The rape of Arundel was granted to Roger de Montgomery c. 1067; (fn. 7) he may be considered the first earl of Arundel. At his death in 1094 he was succeeded by his son Hugh, who at his death without issue in 1098 was followed by his elder brother Robert of Bellême, earl of Shrewsbury. For his part in the rebellion of 1101-2 against Henry I Robert forfeited the rape to the Crown. (fn. 8) At the king's death in 1135 it passed as dower to his widow Adelize. (fn. 9) She afterwards married William d'Aubigny, who then or later became earl of Arundel; in 1139 they were living at Arundel castle. Though a partisan of King Stephen (d. 1154), (fn. 10) William was confirmed in the rape by Henry II c. 1155. (fn. 11)
At his death in 1176 William's heir was his son William, also earl of Arundel, but the rape was retained by the Crown (fn. 12) until in 1190 it was returned to him by Richard I. (fn. 13) Between 1179 and 1187 or later Walter de Coutances, bishop of Lincoln and afterwards archbishop of Rouen, had the keeping. (fn. 14) William was succeeded in 1193 by his son William (d. 1221), a favourite of King John. (fn. 15) The younger William seems not to have had the rape since, though he apparently paid to receive it in 1195, (fn. 16) it was being accounted for between 1194 and 1202 by William of St. Mary Church, (fn. 17) and in 1209 was part of the dower of Queen Berengaria (d. after 1230), widow of Richard I, though then withheld by King John. (fn. 18) In 1216 the earl of Arundel joined the future Louis VIII of France during the latter's invasion of England, but after John's death he submitted to Henry III, who ordered his forfeited possessions to be restored. (fn. 19)
William's son, another William, died without issue in 1224; during the minority of his brother and heir Hugh (fn. 20) the rape was in the keeping of Hubert de Burgh in 1227 (fn. 21) and apparently of Peter de Rivaux in 1232-3. (fn. 22) In 1234 Hugh received the rape while still a minor, (fn. 23) and at his death without issue in 1243 it passed to his nephew John FitzAlan, (fn. 24) then in the king's wardship, Geoffrey of Langley and Henry le Breton being granted the keeping. (fn. 25) John was in opposition to the king in the 1250s, but was reconciled in 1261 and fought on the royalist side at the battle of Lewes in 1264. (fn. 26) At his death in 1267 his heir was his son John (d. 1272); during the minority of the younger John's son Richard (fn. 27) successive keepers of the rape were Robert Aguillon between 1272 and 1274, (fn. 28) William of Hever in 1274, (fn. 29) Henry of Newbury in 1278, (fn. 30) Emery de Chanceus c. 1279, (fn. 31) John's widow Isabel in 1280, (fn. 32) and her kinsman Edmund Mortimer in 1282. (fn. 33)
Richard FitzAlan had seisin of his lands in 1287, and was apparently created earl of Arundel in 1289; at his death in 1302 he was succeeded by his son Edmund, (fn. 34) the custody of the rape being granted during minority to Amadeus, count of Savoy. (fn. 35) Edmund later fought first against, then for, Edward II, until after his capture by the party of Queen Isabel he was executed and attainted in 1326. (fn. 36) The rape was granted in the same year (fn. 37) to Edmund of Woodstock, earl of Kent, the king's brother, (fn. 38) and confirmed to him in 1327 by Edward III. (fn. 39) After his execution and attainder in 1330 (fn. 40) it was restored in the following year to Richard FitzAlan, earl of Arundel. (fn. 41) Richard, a soldier, sailor, and diplomat, (fn. 42) invested much of his considerable wealth in Sussex property, especially in Arundel rape.

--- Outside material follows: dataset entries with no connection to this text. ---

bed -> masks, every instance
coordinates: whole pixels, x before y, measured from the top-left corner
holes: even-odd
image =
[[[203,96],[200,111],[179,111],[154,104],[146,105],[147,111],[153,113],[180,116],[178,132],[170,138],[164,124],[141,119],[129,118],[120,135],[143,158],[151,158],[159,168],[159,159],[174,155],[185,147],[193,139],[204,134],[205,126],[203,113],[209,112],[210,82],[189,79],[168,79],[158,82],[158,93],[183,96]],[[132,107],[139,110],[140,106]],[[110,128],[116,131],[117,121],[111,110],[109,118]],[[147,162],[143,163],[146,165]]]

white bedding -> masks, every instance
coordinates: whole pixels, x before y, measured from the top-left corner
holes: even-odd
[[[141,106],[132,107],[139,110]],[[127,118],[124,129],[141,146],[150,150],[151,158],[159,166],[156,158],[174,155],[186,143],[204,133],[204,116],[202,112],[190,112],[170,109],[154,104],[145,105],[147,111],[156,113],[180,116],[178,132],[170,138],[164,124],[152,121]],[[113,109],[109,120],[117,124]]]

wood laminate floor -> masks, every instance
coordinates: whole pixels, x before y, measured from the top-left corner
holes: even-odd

By 1373, three years before his death, he had made over his Sussex estates to his son Richard, (fn. 43) the greatest landowner in the county in his time, (fn. 44) who was executed and attainted in 1397 for treason committed in 1386. (fn. 45)
The rape was granted later in 1397, at first during pleasure and afterwards in tail male, to John Holand, earl of Huntingdon and subsequently duke of Exeter; in 1399, however, after Holand's disgrace, (fn. 46) the lands formerly of Richard FitzAlan, earl of Arundel, were restored, with his title, to his son Thomas. (fn. 47) Thomas died without issue in 1415, and the rape passed under a settlement of 1347-8 to his cousin John d'Arundel, earl of Arundel (d. 1421), (fn. 48) Thomas's widow Beatrice retaining dower until her death in 1439. (fn. 49)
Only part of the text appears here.